The deportations happening in North Carolina are the continuation of a long line of broken promises to our migrant workforce.
By Melissa Castillo / Beacon Media

For 25 years, I assured farmworkers that filing taxes and completing federal forms was safe to do. Programs like the Migrant Education Program were created by the federal government to help the children of migrant workers succeed in school.
After all, these are the families that are here to make sure everyone has food to eat.
I believed those assurances were backed by the rule of law, a shared understanding of fairness, and a bipartisan consensus that children of farmworkers deserved access to public education and basic services. The education program, first authorized in 1966, was rooted in civil rights advocacy and reaffirmed in 2001 under the No Child Left Behind Act. It was never just paperwork; it was a promise of opportunity.
When I co-founded NC FIELD in 2009, a nonprofit to serve North Carolina’s migrant community that operates across the state but primarily Eastern North Carolina, I carried that promise forward. While federal programs for migrants focused on public school, enrollment access, and supplemental services delivery, our work has focused on finding resources in the community — from government agencies and churches, for example — to get these families the help they needed to survive and be able to work.
In many ways, we have seen the deportations happening now, in Los Angeles, Ca., and elsewhere under the Trump administration in a previous form.

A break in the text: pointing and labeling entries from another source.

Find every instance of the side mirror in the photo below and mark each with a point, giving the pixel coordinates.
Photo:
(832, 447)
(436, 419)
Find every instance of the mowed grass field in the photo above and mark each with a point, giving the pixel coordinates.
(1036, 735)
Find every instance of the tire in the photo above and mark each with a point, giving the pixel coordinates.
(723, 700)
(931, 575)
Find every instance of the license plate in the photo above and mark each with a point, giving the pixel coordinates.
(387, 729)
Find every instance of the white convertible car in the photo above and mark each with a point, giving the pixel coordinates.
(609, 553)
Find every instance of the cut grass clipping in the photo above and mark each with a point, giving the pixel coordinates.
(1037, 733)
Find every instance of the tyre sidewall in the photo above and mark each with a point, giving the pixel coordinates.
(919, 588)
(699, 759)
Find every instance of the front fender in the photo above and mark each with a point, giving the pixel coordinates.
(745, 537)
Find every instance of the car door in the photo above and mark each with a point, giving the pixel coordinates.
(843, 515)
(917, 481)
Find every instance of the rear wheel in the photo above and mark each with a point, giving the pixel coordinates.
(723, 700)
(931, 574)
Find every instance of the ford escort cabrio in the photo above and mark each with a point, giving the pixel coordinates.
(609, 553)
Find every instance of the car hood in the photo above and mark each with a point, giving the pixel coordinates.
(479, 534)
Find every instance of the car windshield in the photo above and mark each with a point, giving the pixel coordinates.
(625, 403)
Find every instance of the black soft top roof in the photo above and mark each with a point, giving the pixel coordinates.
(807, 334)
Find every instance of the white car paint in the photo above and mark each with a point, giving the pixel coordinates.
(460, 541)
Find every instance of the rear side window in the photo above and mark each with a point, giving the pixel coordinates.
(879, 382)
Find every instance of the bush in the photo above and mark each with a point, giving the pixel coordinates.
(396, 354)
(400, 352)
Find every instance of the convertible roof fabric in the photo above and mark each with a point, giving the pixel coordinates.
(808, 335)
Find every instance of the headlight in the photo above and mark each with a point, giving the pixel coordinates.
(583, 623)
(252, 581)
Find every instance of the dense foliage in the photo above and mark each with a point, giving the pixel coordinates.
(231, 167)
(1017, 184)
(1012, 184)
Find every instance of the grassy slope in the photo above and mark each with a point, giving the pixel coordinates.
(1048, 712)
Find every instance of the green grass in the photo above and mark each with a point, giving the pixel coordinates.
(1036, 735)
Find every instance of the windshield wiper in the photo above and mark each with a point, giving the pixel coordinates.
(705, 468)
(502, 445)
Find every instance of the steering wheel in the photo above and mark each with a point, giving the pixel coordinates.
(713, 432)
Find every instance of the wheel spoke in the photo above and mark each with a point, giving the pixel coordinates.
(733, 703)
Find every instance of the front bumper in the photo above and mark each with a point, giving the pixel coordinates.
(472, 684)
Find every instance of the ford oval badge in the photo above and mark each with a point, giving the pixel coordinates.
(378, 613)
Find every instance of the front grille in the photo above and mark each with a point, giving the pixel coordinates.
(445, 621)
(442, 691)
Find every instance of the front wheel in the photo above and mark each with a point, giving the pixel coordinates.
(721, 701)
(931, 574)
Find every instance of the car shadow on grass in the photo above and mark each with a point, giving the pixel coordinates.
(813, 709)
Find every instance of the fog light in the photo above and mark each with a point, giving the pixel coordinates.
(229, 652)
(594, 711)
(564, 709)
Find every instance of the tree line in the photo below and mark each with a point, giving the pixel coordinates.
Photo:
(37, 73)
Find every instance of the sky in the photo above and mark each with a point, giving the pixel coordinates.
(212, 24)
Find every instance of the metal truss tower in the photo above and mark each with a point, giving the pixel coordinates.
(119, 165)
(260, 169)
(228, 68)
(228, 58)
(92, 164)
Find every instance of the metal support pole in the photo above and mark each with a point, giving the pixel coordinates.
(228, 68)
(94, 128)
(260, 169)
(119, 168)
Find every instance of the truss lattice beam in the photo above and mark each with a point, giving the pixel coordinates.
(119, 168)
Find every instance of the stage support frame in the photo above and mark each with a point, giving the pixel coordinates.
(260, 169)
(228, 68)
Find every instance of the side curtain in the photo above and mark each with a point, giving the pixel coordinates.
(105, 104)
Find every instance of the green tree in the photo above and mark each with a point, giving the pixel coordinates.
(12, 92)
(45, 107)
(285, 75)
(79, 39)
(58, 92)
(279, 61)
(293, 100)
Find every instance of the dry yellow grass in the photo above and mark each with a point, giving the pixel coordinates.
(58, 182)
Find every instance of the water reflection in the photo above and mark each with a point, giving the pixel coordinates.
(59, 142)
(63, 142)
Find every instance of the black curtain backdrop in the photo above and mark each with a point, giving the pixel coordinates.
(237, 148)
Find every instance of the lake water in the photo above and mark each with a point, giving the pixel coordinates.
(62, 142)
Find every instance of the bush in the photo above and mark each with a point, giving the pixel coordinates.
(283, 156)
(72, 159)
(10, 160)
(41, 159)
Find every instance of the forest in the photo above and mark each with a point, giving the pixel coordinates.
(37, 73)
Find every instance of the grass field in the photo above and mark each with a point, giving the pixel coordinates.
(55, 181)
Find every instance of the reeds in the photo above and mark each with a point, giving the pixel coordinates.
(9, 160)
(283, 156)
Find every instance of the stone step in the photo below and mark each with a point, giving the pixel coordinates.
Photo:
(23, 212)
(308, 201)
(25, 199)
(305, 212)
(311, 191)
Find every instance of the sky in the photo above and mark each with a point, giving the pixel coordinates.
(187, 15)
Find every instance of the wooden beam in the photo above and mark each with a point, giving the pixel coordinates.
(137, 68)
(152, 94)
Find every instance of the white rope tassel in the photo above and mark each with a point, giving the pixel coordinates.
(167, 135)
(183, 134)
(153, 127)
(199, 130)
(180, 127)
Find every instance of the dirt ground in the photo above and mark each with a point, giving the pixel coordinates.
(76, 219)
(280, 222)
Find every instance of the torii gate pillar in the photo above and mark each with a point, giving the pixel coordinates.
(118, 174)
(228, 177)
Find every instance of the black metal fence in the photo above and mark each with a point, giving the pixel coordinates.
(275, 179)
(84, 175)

At least so far in North Carolina, things were scarier in 2009 under President Obama, when it felt like anyone who was brown could be pulled over. Children were separated and there was a gleeful approach to immigration enforcement by local sheriffs and deputies.
I’m not seeing that in the North Carolina communities we serve — at least not yet. In fact, some small town police chiefs have gone out of their way to assure immigrants that they won’t simply be rounded up, at least not by them.
But today’s actions and rhetoric from state and federal authorities reflect willful ignorance and resistance to creating an immigration system that makes sense. NC FIELD seeks to meet the human reality of this system. We create pathways for youth to earn, learn, and lead. We believed the children of migrant farmworkers deserve more than survival; they deserve the future their labor makes possible.
What is changing is that despite decades of anti-immigrant rhetoric, I believed the line would be drawn at turning these services into weapons. That the government would not use school records, Medicaid applications, or tax forms to target the families that feed our nation.
Many people don’t know the government itself issues Social Security numbers for those with migrant worker visas; those who don’t have documented status are issued IRS tax IDs called Individual Taxpayer Identification Numbers (ITINs) that ensure migrants pay taxes, despite their status in a gray area of American law and society. Yes, in some cases these workers entered “illegally.” But it has been the U.S. government over decades that has accepted their work while then, at times, and for political expediency, choosing to go after people and deport them.
We believed civic participation would be honored, not punished. We were wrong.
We should all be wary, for migrants and for non-migrants, regardless of our documentation status. Data collected under the guise of public service could be increasingly used for surveillance and potential unfair enforcement to anyone.
Farmworkers and their families are now haunted by a simple, devastating logic: don’t get noticed. Don’t fill out the forms. Don’t get help.
We promised farmworkers that if they followed the rules, they’d be safe. That their labor was valuable and their families mattered. But those promises have been broken. Trust, once broken, is hard to rebuild.
Today, I can no longer assure a farmworker by saying, “If you show up, if you apply for the program, you’ll be protected.” Because it’s not true. What I can do is tell them the truth. And walk beside them in that truth.
I still believe in service. I still believe in the power of community. And now, more than ever, I believe this: The only promises worth making are the ones we’re willing to fight to keep.
That includes the promise that the people who plant, pick, pack, and process our food will not be hunted or caged. That labor and dignity are inseparable. That no child should fear losing their parents over a school lunch form or a Medicaid card.
If we can’t protect the people who feed us, then we need to ask ourselves what kind of country we are. Because now that we are actively breaking all these promises, we’re not just failing farmworkers. We’re failing as a country.
And if we can’t keep our word, then we must stop pretending we ever believed our promises at all.


Melissa Castillo works on healthcare access for the nonprofit NC FIELD. She lives in Eastern North Carolina.